Opened in 2004, Noma has had a major impact on Michelin-starred gastronomy in recent years. First, it has popularised everywhere the culinary style known as New Nordic, which we now find - to a lesser extent - in many "modern trattorias" in the major Italian centers. Secondly, Redzepi's cuisine had become a benchmark because it used typical ingredients of Scandinavian culture, gathered locally, and reworked through lengthy processing to enhance the flavors. In addition, Noma is famous for its experimental approach to raw materials: unconventional ingredients, unusual for haute cuisine, and unusual plants are used in the dishes. Finally, Redzepi has pioneered fermentation methods, which have become a real trend over time - even outside of star cuisine. The book The Noma Guide to Fermentation by chef David Zilber, former head of the fermentation department at Noma, has become a bestseller.

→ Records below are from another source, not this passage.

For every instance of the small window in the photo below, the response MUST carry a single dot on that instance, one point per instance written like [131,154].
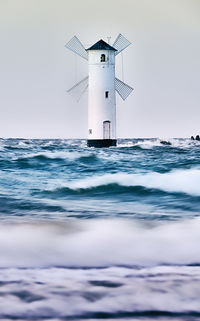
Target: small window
[103,58]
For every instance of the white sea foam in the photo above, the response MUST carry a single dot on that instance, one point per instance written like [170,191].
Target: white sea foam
[183,181]
[99,243]
[66,155]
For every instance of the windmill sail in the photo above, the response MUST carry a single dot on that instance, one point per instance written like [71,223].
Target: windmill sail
[120,43]
[123,89]
[78,89]
[76,46]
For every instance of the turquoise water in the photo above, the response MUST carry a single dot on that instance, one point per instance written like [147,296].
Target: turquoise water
[93,234]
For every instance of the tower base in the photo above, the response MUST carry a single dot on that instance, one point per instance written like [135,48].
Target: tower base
[101,142]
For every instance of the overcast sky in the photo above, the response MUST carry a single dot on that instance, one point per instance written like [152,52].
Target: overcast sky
[162,64]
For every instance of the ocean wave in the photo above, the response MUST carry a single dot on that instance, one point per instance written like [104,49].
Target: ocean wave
[159,142]
[177,181]
[56,155]
[99,243]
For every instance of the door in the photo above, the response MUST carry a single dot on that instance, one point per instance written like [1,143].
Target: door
[106,129]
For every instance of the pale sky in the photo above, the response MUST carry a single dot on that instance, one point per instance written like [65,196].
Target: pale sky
[162,64]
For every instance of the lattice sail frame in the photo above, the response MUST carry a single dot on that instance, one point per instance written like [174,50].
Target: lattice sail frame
[120,43]
[122,89]
[78,89]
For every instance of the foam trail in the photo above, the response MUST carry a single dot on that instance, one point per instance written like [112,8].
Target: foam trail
[183,181]
[98,243]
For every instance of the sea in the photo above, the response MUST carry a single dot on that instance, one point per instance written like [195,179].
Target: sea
[93,234]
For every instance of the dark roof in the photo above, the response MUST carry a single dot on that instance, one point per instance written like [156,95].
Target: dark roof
[101,45]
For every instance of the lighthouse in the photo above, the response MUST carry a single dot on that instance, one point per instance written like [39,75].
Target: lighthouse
[102,86]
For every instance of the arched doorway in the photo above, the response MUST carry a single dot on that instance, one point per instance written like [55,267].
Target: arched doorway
[106,129]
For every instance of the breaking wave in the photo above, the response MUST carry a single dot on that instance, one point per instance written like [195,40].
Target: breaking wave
[99,243]
[177,181]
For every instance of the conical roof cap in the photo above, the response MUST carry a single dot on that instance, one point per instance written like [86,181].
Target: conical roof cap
[101,45]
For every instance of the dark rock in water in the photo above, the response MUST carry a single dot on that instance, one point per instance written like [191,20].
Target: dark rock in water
[164,142]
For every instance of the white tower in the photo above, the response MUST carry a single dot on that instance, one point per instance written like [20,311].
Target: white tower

Thank you to this sum of innovation, Noma was named the world's best restaurant for the fifth time in 2021, according to the World's 50 Best Restaurants organization. In September of the same year, it was awarded its third star by the Guide Michelin - a recognition that many considered belated. In some ways, the change of direction announced by Redzepi contradicts the system that the Guide Michelin has developed over the years. For restaurants that have one, two or even three stars, this is a very important achievement in a very competitive industry where prestige makes all the difference. Indeed, obtaining a Michelin star is an important marketing activity that brings great economic benefits.

As proof of the importance attached to stars, in 2017 the restaurant Bouche à Oreille in Paris, with a menu for just over ten euros, accidentally landed among the new star restaurants and was confused with a restaurant of the same name nearby: For weeks it was overrun by customers, although the mistake was later corrected. But when winning one or more stars, in rare cases even three increases a restaurant's turnover almost mathematically so does the investment that has to be made to maintain the high standard. And for some chefs, this becomes too much responsibility. French chef Sebastien Bras, for example, asked the guide to take away his three stars because they caused him too much worry, while his compatriot Marc Veyrat reported that he sank into depression for months after being downgraded to two stars. It remains to be seen whether Redzepi's envisaged Noma 3.0 will help to challenge the entire system of haute cuisine, or whether the world of starred cuisine will continue to be seen by insiders as the Champions League of chefs and the prestige generated by the awards as a trophy.